Major digital asset exchanges are laying off hundreds of workers in an abrupt reversal of the industry’s breakneck expansion as a two-year hot streak gives way to a crypto cooldown.
US-listed Coinbase on Tuesday announced plans to lay off nearly a fifth of its workforce, numbering more than 1,000 people, joining rivals such as Gemini, Crypto.com and BlockFi in downsizing. as this year’s cryptocurrency price crash stifles the trading activity that is the lifeblood of the industry.
“If there is no trading volume, there is no money. . . it looks like it’s going to be tough for quite some time,” said Julian Sawyer, former CEO of cryptocurrency trading hub Bitstamp.
The market value of the world’s 500 largest crypto tokens has plunged from a high of $3.2 trillion in November to less than $1 trillion this week, ending years of gains in major currencies like bitcoin and ether.
The pullback reflects a broader slump in global financial markets, but has been most severe in the most speculative asset classes at a time when central banks are backing away from the stimulus they pushed in 2020.
Crypto investors tend to trade much more actively during bull markets.
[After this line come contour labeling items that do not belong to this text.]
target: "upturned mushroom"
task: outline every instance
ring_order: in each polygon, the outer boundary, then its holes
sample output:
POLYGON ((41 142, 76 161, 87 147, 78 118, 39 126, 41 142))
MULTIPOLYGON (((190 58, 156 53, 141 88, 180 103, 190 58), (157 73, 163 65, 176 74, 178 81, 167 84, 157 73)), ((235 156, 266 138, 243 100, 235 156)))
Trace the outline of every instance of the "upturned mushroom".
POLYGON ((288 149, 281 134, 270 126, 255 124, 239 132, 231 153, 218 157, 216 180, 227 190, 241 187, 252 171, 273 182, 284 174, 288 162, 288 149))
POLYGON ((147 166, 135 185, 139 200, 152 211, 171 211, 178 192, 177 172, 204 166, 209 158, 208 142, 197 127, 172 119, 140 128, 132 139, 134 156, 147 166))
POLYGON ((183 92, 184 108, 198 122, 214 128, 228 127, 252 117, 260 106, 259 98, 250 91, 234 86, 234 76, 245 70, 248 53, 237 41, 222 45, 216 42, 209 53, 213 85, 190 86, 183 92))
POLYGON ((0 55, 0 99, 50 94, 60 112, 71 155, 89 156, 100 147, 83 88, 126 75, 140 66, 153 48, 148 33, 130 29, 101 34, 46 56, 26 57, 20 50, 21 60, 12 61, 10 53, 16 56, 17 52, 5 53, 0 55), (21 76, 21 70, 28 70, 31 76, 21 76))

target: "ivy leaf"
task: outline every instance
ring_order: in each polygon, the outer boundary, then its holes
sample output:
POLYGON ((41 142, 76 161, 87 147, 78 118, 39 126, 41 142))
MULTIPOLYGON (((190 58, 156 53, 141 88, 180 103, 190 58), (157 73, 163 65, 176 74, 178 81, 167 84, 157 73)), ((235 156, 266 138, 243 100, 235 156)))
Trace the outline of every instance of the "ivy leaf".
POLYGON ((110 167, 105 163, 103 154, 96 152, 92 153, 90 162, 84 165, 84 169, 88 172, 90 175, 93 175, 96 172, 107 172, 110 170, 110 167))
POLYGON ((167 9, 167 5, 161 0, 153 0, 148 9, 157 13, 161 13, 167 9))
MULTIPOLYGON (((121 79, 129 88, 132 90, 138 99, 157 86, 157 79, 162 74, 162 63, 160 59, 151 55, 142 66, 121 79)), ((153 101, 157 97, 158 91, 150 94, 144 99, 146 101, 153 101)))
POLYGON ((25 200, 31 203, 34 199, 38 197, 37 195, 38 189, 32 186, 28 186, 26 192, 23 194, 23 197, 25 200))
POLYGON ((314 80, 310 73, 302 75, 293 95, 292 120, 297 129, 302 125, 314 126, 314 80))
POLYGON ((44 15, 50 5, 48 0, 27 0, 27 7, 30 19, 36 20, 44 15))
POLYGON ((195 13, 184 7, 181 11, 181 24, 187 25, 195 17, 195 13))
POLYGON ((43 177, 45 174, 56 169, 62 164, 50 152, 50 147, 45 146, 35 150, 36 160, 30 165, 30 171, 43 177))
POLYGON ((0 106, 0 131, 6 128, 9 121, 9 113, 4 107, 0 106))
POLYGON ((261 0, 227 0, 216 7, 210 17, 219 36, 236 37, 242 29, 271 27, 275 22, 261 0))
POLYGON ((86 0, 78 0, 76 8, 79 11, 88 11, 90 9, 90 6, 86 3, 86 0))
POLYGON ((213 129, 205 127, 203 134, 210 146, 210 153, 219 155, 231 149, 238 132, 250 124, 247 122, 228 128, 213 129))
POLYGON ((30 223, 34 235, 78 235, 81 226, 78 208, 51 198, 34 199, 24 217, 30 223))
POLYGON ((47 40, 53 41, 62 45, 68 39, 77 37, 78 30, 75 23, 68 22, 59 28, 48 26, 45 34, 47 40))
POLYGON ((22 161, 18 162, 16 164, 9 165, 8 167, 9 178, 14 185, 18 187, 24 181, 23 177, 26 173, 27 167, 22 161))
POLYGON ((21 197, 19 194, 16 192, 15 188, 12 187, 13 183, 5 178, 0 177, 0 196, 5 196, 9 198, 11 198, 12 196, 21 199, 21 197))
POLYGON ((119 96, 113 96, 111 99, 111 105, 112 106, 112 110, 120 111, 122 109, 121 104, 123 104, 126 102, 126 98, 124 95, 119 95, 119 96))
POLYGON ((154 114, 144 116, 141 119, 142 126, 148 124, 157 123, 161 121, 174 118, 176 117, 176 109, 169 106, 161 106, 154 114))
Now, declining volumes are eating up the once-hefty fees exchanges earn by facilitating trade.
Spot trading volumes on major crypto platforms averaged around $800 billion per month from March to May, less than half the level for the same period in 2021, according to Financial Times calculations based on data from CryptoCompare.
Coinbase had expanded to around 6,000 employees from 3,730 at the end of last year as the exuberance of the crypto markets progressed.
Rivals that have prospered in recent years are also derailing its growth plans. Crypto exchange Gemini said in early June that it would lay off 10 percent of its staff amid “turbulent market conditions” that the founding Winklevoss brothers said could “linger for some time.” In recent days, Crypto.com has also said it would cut 5 percent of its workforce, around 260 people, and crypto lending platform BlockFi will lay off a fifth of its workforce, around 170 people.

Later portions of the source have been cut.